Mrs. Robinson treated her daughter to a contemptuous look. "I guess I've got sense. Jane was at Mis' Stetson's, and when I came away she went along with me, and insisted that I should stop and see some lamp-lighters she'd got to copy from—those paper balls. She seemed afraid a string of those wouldn't be enough, but I told her how pretty they was, and how much you'd be pleased."
"I guess I'll think a good deal more of 'em than I will of Mis' Manning's salt and pepper." Esther was very near tears.
"Next I went to the Rogerses, and they've about concluded to give you a lamp; and they can afford to. Then that's all the places I've been, except to Mis' Lawrence's, and she"—Mrs. Robinson paused for emphasis—"she's goin' to give you a silver tea-set!"
Esther looked at her mother, her red lips apart.
"That was the first place I called, and I said pretty plain what I was gittin' at; but after I knew about the water-set, that settled what kind of weddin' we'd have."
But the next morning the world looked different. Her rheumatic foot ached, and that always affected her temper; but when they sat down to sew, the real cause of her irascibleness came out.
"Mis' Lawrence wa'n't any more civil than she need be," she remarked. "I guess she'd decided she'd got to do something, being related to Joe. She said she supposed you were expecting a good many presents; and I said no, you didn't look for many, and there were some that you'd done a good deal for that you knew better than to expect anything from. I was mad. Then she turned kind of red, and mentioned about the water-set."
And in the afternoon a young girl acquaintance added to Esther's perturbation. "I just met Susan Rogers," she confided to the other, "and she said they hated to give that lamp, but they supposed they were in for it."
Esther was not herself for some days.
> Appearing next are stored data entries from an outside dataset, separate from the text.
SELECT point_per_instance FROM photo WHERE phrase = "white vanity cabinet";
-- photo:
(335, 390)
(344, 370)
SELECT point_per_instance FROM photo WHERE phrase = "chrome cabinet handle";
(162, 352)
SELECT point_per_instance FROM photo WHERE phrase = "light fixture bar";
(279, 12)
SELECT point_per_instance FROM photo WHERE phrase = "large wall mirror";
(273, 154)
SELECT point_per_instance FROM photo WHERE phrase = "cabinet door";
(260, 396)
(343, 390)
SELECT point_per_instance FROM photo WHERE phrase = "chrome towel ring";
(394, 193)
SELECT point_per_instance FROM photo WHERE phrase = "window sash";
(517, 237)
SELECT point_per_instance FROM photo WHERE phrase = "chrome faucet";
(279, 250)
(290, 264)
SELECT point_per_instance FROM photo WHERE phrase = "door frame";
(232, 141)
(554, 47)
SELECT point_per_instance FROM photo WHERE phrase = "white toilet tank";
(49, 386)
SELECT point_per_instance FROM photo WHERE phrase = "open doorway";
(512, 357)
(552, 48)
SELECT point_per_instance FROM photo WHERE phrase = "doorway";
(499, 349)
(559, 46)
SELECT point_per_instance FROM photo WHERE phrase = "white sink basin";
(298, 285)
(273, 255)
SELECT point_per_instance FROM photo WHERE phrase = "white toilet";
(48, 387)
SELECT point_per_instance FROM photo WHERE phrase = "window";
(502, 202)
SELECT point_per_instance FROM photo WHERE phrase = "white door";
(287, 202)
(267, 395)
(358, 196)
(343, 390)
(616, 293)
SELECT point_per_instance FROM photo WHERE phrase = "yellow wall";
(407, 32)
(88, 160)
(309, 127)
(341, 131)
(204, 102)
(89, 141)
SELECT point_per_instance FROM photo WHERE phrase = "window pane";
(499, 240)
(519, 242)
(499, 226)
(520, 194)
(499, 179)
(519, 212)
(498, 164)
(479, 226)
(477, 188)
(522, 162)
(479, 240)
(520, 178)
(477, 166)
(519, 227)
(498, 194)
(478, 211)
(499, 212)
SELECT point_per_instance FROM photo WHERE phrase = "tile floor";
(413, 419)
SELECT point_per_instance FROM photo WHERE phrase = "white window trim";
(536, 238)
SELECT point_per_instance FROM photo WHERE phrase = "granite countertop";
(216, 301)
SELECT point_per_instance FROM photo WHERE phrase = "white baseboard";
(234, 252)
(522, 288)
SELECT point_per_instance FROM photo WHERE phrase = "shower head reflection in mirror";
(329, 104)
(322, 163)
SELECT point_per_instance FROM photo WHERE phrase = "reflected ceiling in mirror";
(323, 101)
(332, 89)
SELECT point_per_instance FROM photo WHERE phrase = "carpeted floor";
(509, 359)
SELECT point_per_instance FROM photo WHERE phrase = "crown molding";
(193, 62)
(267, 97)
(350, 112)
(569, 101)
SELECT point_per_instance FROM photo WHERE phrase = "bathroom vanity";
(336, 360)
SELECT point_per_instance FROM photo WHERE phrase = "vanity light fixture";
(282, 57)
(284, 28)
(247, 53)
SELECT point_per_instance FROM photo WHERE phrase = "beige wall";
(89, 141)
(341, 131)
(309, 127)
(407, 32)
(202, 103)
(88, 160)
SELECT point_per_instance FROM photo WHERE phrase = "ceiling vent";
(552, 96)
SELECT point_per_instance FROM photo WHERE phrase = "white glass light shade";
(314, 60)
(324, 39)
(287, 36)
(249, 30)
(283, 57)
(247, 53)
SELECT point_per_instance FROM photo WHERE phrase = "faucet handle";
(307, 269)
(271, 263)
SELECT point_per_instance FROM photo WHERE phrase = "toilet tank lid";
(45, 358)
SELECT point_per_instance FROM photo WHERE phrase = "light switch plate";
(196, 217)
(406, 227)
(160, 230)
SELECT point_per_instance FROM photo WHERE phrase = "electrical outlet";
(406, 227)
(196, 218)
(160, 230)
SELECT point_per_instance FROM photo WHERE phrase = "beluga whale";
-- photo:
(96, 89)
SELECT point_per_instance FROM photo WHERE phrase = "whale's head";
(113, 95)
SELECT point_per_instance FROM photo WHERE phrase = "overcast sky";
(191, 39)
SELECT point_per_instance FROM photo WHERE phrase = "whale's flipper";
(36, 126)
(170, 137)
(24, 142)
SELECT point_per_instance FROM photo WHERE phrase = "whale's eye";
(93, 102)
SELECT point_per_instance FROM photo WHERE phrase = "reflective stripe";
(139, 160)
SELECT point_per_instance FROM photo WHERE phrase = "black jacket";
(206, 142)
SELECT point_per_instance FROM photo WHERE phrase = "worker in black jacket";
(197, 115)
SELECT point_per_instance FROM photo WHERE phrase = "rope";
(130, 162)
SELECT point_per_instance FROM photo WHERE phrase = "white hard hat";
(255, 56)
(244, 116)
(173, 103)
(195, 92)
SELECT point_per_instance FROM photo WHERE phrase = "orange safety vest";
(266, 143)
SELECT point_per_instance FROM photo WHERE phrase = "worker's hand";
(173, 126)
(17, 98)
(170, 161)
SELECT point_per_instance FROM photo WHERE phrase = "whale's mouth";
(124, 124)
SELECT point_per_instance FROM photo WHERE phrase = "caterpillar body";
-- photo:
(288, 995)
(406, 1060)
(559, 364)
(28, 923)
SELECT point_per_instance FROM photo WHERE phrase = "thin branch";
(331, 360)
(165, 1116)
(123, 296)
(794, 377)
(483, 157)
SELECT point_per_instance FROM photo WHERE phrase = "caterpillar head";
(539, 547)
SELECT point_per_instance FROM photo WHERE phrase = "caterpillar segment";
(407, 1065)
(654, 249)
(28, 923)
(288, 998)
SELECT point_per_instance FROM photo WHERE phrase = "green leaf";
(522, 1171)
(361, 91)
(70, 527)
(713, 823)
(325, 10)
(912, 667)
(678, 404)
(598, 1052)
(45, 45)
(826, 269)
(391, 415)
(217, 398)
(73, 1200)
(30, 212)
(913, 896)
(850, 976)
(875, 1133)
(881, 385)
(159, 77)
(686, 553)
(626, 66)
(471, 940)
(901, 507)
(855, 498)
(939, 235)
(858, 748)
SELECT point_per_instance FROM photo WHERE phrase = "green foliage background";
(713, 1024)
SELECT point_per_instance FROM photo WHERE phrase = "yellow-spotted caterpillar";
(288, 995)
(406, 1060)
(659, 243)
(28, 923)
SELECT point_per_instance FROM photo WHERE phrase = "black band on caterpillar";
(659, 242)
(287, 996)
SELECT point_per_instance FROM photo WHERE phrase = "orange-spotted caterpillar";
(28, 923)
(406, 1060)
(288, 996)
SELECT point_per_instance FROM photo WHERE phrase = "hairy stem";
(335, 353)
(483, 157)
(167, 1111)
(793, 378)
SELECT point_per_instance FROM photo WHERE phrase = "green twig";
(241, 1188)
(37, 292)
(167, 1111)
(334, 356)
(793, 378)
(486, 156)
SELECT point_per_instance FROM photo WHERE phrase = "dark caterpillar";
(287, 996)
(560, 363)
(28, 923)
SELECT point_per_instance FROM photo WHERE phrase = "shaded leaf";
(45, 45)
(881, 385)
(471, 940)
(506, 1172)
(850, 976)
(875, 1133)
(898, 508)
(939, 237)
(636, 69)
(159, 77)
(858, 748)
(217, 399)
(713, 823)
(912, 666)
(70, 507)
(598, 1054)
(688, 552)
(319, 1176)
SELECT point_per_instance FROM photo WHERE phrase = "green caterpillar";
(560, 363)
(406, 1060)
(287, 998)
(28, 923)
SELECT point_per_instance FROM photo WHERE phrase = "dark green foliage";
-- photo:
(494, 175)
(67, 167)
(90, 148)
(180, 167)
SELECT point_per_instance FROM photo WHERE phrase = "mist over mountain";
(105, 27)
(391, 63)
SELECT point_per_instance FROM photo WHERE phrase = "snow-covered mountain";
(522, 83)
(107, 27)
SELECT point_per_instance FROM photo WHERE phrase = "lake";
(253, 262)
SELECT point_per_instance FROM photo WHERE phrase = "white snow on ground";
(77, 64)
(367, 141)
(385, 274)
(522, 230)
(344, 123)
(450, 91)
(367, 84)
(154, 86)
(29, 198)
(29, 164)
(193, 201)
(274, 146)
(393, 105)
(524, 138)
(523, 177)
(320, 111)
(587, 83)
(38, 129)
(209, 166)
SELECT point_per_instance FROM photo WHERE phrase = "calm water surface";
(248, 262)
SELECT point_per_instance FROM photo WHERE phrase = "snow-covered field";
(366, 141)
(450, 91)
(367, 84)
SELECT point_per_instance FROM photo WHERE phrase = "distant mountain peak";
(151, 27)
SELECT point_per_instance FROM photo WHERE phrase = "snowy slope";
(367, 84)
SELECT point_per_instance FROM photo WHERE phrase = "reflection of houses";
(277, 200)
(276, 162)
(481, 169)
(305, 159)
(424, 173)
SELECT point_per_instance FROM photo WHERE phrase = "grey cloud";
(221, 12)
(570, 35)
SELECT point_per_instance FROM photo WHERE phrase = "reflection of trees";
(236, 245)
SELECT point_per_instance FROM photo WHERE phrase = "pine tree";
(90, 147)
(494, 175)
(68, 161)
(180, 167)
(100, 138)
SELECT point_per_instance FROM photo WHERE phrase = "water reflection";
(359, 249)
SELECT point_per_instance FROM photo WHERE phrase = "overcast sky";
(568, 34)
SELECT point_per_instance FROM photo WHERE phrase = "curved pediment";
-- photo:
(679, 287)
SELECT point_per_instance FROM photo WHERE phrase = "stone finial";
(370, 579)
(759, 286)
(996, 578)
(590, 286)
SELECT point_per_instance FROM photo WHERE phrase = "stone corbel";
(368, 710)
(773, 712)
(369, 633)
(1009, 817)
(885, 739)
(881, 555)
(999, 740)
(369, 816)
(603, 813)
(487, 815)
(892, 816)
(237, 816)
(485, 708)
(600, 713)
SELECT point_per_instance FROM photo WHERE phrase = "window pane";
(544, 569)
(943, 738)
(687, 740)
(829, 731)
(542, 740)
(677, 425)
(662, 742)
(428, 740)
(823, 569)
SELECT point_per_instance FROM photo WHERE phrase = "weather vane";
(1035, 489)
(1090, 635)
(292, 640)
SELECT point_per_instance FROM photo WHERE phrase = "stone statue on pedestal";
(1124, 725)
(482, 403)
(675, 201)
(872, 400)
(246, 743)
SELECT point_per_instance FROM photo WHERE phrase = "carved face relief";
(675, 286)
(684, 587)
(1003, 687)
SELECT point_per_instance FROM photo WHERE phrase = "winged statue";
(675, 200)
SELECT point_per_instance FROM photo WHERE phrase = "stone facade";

All her pretty dreams were blotted out, and a morbid embarrassment took hold of her; but she was roused to something like her old interest when the presents began to come in and she saw her mother's active preparations for the wedding—the more so as over the village seemed to have spread a pleasant excitement concerning the event. Presents arrived from unexpected sources, so that invitations had to be sent afterwards to the givers. Women who had never crossed the Robinson threshold came now like Hindoo gift-bearers before some deity whom they wished to propitiate. Meeting there, they exchanged droll, half-deprecating glances. Mrs. Robinson's calls had formed the subject of much laughing comment; but weddings were not common in Marshfield, and the desire to be bidden to this one was universal; it spread like an epidemic.